Afirmar que uno de los sellos más mexicanos es nuestro vicio de suavizar el lenguaje con diminutivos equivale a descubrir el hilo negro. Más con orgullo que con pena, ejercemos a diario este vicio nacional. Nos fascina decir ahorita (cuando no ahoritita o ahorititita), apenitas, a la vueltecita, en la nochecita, al ratito, un momentito, con permisito. Jugamos a las adivinanzas con “Tito, tito, capotito”; a los trabalenguas, con “Pablito clavó un clavito en la calva de un calvito”; a las humoradas, con chistes colorados de Pepito. Cantamos gozosos “Estas son las mañanitas”, “De la sierra Morena, cielito lindo”, “Una poca de gracia y otra cosita”, “El dinero que yo gano, toditito te lo doy”, “Allá en la fuente había un chorrito, se hacía grandote, se hacía chiquito”.
Piensan algunos investigadores —y yo soy casi de igual opinión— que las raíces más hondas de tal hábito debemos rastrearlas en la manera como las culturas prehispánicas encaraban la vida y la expresaban con palabras.

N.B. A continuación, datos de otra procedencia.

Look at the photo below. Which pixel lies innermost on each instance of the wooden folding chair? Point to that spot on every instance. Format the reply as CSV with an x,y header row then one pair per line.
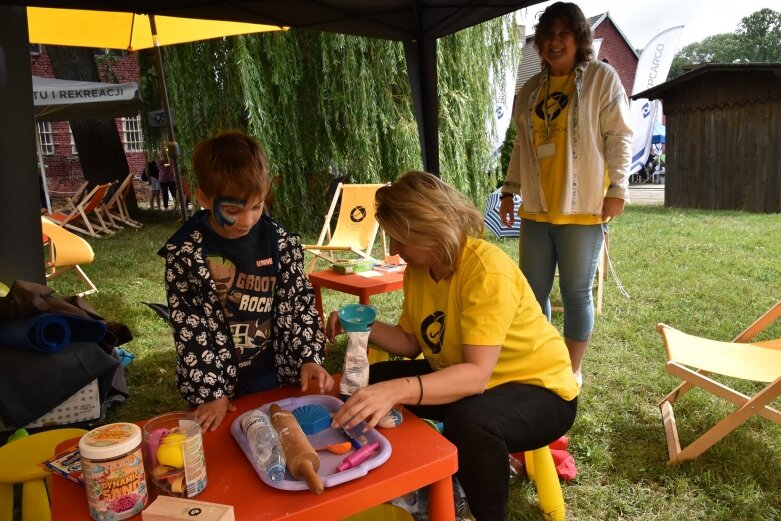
x,y
66,251
356,225
116,207
78,219
694,359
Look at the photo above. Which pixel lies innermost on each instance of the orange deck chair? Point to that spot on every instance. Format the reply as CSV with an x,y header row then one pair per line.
x,y
356,225
66,251
695,359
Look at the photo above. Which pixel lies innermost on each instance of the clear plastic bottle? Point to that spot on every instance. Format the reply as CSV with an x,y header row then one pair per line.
x,y
264,443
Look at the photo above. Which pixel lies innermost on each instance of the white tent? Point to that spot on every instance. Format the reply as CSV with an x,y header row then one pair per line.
x,y
65,100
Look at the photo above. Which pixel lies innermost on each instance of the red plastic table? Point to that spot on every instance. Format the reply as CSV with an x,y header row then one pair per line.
x,y
420,457
353,284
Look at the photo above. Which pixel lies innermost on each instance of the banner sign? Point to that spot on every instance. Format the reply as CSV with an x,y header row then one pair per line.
x,y
652,69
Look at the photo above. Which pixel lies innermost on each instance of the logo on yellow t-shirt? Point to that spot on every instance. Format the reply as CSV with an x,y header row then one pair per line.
x,y
432,329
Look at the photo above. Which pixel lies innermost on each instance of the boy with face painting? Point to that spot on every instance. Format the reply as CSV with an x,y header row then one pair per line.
x,y
242,309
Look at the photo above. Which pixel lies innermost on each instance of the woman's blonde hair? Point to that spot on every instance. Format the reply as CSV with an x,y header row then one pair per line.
x,y
419,209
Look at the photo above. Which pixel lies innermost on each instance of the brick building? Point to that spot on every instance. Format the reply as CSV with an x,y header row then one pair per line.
x,y
63,168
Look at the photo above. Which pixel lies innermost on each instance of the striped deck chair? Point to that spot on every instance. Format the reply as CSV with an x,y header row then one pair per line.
x,y
78,219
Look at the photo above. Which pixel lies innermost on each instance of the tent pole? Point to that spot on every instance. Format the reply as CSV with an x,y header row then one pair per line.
x,y
172,146
421,57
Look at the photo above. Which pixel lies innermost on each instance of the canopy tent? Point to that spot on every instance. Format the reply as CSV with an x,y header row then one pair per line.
x,y
64,100
133,31
416,23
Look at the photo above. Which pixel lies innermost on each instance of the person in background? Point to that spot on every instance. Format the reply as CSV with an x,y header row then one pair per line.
x,y
570,163
495,371
242,310
167,180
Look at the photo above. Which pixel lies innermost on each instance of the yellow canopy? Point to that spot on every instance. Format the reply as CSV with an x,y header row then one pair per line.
x,y
129,31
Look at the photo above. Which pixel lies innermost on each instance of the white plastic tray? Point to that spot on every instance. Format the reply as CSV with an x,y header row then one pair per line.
x,y
328,460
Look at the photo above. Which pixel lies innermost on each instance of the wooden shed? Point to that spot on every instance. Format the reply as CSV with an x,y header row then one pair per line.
x,y
723,142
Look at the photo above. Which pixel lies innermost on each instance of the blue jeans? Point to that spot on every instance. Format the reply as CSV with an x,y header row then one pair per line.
x,y
575,249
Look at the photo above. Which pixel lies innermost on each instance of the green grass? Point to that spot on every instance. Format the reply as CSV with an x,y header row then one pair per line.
x,y
707,273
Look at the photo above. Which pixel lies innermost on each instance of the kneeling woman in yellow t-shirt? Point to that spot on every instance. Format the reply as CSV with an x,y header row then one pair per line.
x,y
496,372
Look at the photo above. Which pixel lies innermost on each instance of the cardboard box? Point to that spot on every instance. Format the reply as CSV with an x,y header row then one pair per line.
x,y
352,266
166,508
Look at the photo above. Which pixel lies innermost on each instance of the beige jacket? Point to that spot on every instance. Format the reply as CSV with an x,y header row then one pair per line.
x,y
599,137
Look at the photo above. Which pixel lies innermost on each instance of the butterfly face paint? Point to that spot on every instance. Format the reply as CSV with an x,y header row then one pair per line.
x,y
220,216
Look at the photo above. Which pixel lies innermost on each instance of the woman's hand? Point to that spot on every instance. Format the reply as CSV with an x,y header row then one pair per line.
x,y
210,414
369,404
612,207
333,327
507,211
312,371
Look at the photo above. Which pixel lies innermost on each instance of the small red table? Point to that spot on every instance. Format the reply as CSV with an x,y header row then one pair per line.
x,y
420,457
362,287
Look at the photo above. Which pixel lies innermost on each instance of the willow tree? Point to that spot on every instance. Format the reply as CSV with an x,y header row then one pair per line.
x,y
327,103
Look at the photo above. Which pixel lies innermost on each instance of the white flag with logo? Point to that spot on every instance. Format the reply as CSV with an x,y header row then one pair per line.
x,y
652,69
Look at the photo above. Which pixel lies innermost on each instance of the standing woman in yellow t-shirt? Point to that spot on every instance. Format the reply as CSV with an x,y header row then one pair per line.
x,y
495,371
570,164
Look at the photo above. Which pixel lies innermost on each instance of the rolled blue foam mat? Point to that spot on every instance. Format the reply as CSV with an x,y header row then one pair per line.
x,y
49,332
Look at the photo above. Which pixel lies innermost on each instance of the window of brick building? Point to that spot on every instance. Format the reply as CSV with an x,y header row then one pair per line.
x,y
132,136
46,136
74,151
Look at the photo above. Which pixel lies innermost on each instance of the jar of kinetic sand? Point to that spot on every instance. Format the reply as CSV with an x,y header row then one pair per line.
x,y
173,449
113,467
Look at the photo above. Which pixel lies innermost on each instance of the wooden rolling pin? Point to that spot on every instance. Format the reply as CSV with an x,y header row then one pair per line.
x,y
302,460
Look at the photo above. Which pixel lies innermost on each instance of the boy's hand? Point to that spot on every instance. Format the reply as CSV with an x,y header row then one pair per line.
x,y
211,414
313,371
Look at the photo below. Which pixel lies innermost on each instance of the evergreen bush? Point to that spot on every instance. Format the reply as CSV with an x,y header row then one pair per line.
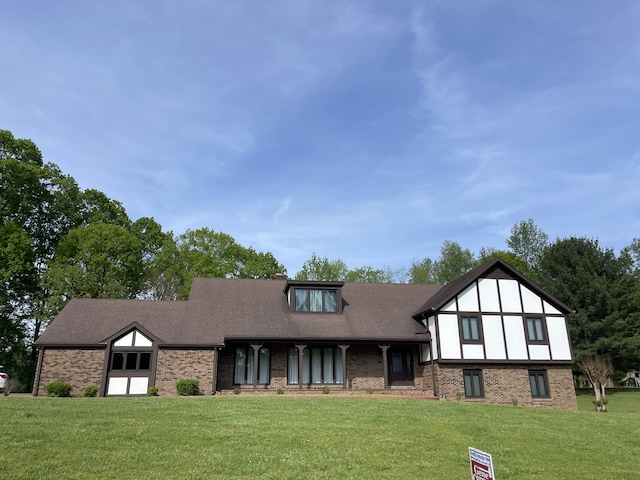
x,y
91,391
188,386
58,389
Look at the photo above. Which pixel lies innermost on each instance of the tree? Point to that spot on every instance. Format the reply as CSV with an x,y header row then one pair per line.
x,y
528,242
96,207
97,261
322,269
454,261
370,275
599,370
422,271
597,284
43,202
486,253
17,280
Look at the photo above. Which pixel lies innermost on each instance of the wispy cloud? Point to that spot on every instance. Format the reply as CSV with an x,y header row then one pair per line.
x,y
366,131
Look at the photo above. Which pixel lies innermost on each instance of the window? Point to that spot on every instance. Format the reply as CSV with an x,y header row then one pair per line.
x,y
130,360
539,383
473,387
316,300
319,365
470,326
243,373
535,329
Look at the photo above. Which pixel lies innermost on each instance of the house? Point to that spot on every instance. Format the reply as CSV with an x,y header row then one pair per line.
x,y
492,335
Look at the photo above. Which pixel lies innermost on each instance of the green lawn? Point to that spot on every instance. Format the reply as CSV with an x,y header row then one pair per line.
x,y
328,436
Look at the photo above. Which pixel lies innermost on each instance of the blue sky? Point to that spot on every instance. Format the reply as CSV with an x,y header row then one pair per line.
x,y
365,131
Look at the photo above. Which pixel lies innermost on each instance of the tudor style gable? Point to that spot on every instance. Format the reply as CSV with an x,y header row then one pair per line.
x,y
130,359
495,314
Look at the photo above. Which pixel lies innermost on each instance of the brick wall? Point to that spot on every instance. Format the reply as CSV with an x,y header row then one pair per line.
x,y
364,371
79,367
175,365
508,384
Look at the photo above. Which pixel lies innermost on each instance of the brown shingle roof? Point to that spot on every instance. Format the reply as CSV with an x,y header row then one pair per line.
x,y
447,292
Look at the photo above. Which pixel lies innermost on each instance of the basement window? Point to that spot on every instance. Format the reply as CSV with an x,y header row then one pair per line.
x,y
131,361
314,297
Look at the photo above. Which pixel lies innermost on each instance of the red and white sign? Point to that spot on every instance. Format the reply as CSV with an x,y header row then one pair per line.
x,y
481,465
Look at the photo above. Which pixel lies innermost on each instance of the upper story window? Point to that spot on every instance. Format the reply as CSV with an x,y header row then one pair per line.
x,y
470,329
316,300
314,297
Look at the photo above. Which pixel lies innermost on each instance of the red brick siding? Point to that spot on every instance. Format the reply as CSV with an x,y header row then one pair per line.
x,y
364,370
507,385
175,365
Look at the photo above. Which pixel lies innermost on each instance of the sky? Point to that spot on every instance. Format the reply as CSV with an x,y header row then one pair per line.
x,y
366,131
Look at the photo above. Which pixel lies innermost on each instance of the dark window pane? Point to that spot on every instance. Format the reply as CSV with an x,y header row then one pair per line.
x,y
132,359
315,300
470,330
302,300
330,301
145,361
117,361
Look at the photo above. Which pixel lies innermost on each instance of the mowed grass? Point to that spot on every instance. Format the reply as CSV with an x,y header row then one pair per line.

Eso lo habríamos heredado a través del sufijo náhuatl –tzin, tan diminutivo como afectivo y reverencial: Tonantzin (‘nuestra madrecita’), Cuauhtemoctzin (‘la venerable águila que desciende’). Hay vocablos en los que no imaginamos dicha raíz pero parece creíble su presencia, como mocasín (mo-cactli-tzin, ‘mi caclecito’, ‘mi venerado calzadito’). Y así como Malintzin, tlacuatzin y toloatzin se volvieron Malinche, tlacuache y toloache, es muy probable que también los mexicanismos habliche, lloriche, caguiche, pediche o pedinche, más otros con la misma terminación, vigentes sobre todo en Jalisco, sean híbridos castellano-nahuas: hablitzin (‘habladorcito’), lloritzin (‘lloroncito’), caguitzin (‘cagoncito’), peditzin (‘pedigüeñito’).
En lo literario, tuvimos al repentista Vasconcelos, llamado Negrito Poeta; al burlesco Fernández de Lizardi, con el Periquillo y la Quijotita; al abarrocado Valle Arizpe, padre del Canillitas. En lo escultural, preservamos la efigie dedicada por Tolsá a un soberano con cara de idiota bajo el nombre de ‘El Caballito’. En lo pictórico, reconocemos una mano maestra en las calaveritas de Posada. En lo político, nos sigue causando ternura que el pueblo llamó Panchito a Madero, y sonreímos con el mote de ‘El Nopalito’ que le aplicó a Ortiz Rubio.
¡Oh, qué finos somos para no herir susceptibilidades, qué ingeniosos para mofarnos de cuanto nos rodea, oh! Nosotros, los desterrados hijos de Coatlicue, merecemos subirnos al podio de la creatividad lingüística, colgarnos al pecho una presea de oro y morderla para la foto del recuerdo mientras ruedan goterones de agua salada por nuestras mejillas.
¿Dije presea de oro?… Ya merito ganamos más medallas, aunque sean de bronce (como accésit o premio de consolación, rompemos récords de honrosos cuartos lugares en competencias olímpicas). Ya merito festejamos medio milenio de resistencia indígena, dos siglos de haber roto los yugos gachupines, un día — cualquiera, el menos pensado— de recibir la exigida petición de perdón. Ya merito domamos la pandemia. Ya merito somos demócratas plenos. Ya merito ponemos un urgente hasta aquí a la pobreza extrema, a la violencia, a la corrupción. Todo por poquito, por tantito, por un pelito de rana calva.
Ahora sí, con el tiempo y un ganchito, termino mi colaboración de este dominguito feliz, feliz. Y lo hago con un punzante dicharacho, de esos que caen como anillo al dedo: “Ya merito la besa el pobre, nomás la pared le estorba.”